Computers are becoming artificially intelligent and communicate via the internet of things. And DNA sequencers? They now fit into my back pocket. Recently I had the chance to try the technology that enabled this sudden miniaturisation with Kim Judge from the Wellcome Trust Sanger Institute. Together, we set out to challenge students at the Perse School in Cambridge. What should we sequence? The kids? That was ethically questionable. Some bacteria? Too boring. "Why not sequence a smoothie?" Kim suggested. It was an experiment for us just as it was for the kids. We had no idea whether it would work.

DNA my smoothie!

In the morning I prepared a smoothie with mystery ingredients. The kids helped me to get the DNA out of the smoothie. In a laboratory, we would carefully follow a refined procedure, but in the classroom, a quick and dirty method with household ingredients had to do the job. What we ended up with looked, quite frankly, like a bit of stringy snot. It was the DNA from the fruit in the smoothie and supposedly contained all the information we need to discover what went into the drink. I was sceptical. Kim added chemical precursors for the sequencing process. We squirted some of the DNA into the DNA sequencer, which was plugged into a standard laptop.

What we could not see inside the device was an array of invisibly small channels called nanopores. When a strand of DNA is pulled through these nanopores, it blocks part of the current which flows across it. Since the bases A, T, C and G are chemically different, they cause different blockade levels, which directly appear on the computer screen. This data is analysed in the cloud and converted into a spreadsheet full of the letters A, T, C and G. Depending on how much DNA is read, this can take from minutes to days. We left the sequencer to run overnight. Some DNA reads were of high enough quality that we could copy and paste them into an online DNA database to compare it to known plant genomes. What was in the smoothie? Strawberry and banana - the kids got it right!

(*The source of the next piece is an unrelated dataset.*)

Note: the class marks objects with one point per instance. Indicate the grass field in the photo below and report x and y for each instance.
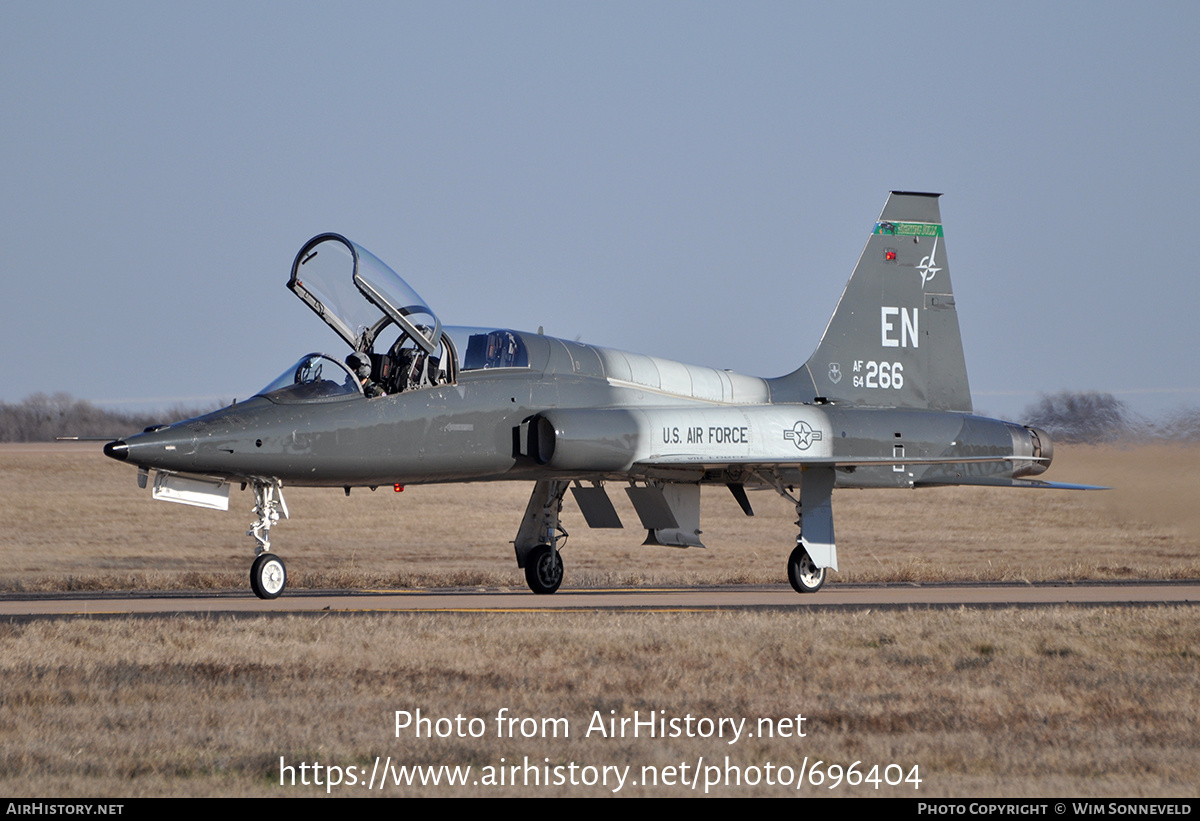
(1069, 701)
(75, 519)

What can we do with a portable sequencer?

They are many potential uses of a sequencer. Think of the horsemeat scandal of 2013. "There is no better way to be absolutely certain what is in your food than to look at the DNA," says Kim. The portable sequencer is currently being used to monitor the Zika epidemic in Brazil. For the first time, DNA has been sequenced in space on the International Space Station. Just an expensive marketing gimmick? I spoke to Dr Aaron Burton from NASA. "For the crew's health standpoint, if you have a sequencer you can identify microbes in the air, surfaces and water and make sure that everything's safe," he said. That sounds sensible. But what about more alien endeavours? One day, we may even be able to look for DNA on other planets - something that was unthinkable a few years ago when DNA sequencing required large sequencing centres.

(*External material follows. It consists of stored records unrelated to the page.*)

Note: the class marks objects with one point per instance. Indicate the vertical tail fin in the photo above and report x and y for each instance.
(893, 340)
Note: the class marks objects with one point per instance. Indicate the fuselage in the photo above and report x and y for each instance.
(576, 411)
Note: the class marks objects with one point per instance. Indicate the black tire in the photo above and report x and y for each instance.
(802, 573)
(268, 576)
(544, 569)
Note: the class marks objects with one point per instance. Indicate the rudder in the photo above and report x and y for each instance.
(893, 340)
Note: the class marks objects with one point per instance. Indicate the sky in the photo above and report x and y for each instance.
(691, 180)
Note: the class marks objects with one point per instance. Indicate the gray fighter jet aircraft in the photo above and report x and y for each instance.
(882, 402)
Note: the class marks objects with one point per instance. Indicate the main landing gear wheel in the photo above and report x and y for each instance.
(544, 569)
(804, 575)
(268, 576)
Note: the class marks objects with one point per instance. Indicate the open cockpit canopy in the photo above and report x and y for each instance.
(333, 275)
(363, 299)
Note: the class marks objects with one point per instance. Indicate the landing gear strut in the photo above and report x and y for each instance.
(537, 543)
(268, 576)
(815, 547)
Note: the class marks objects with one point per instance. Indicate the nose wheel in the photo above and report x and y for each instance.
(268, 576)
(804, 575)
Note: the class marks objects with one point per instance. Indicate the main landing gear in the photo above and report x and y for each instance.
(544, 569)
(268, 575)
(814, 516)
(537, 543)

DNA sequencers for Christmas - and what else the future may bring

When I started doing my PhD four years ago, I was pulling DNA through nanopores and, quite frankly, I did not believe in nanopore sequencing. Today, I am glad others did. The sequencer has gone from a billion dollar multinational project into the palm of my own hand within my lifetime.

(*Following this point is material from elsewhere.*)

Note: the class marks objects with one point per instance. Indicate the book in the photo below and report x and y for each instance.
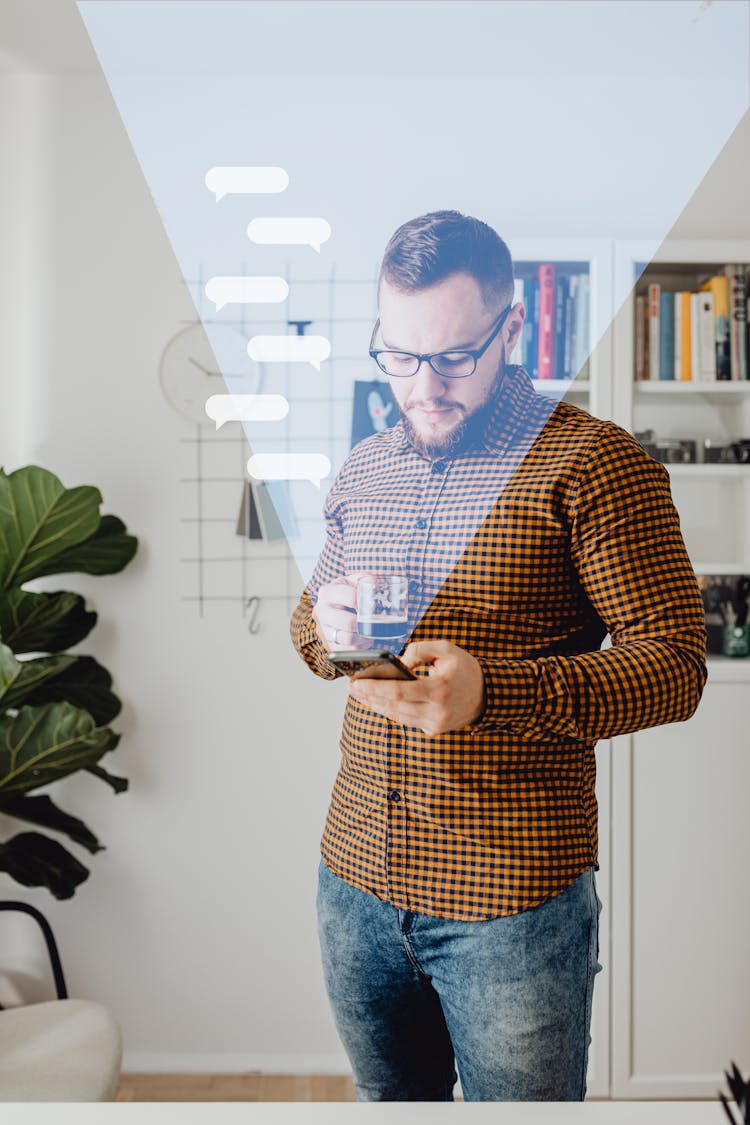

What will the future bring? Will we be able to predict our fate with DNA sequencers and do we want to? Do we want to accept that we are fat because we have the couch potato gene? It's not all in our DNA, but the more DNA we sequence the better we will understand its meaning, raising the prospects for personalised medicine. Think of pathogen surveillance or ecology - DNA sequencing is not just about the human genome. Like computers, DNA sequencers have the power to change our lives - in 2017 we should make sure that is in a good way.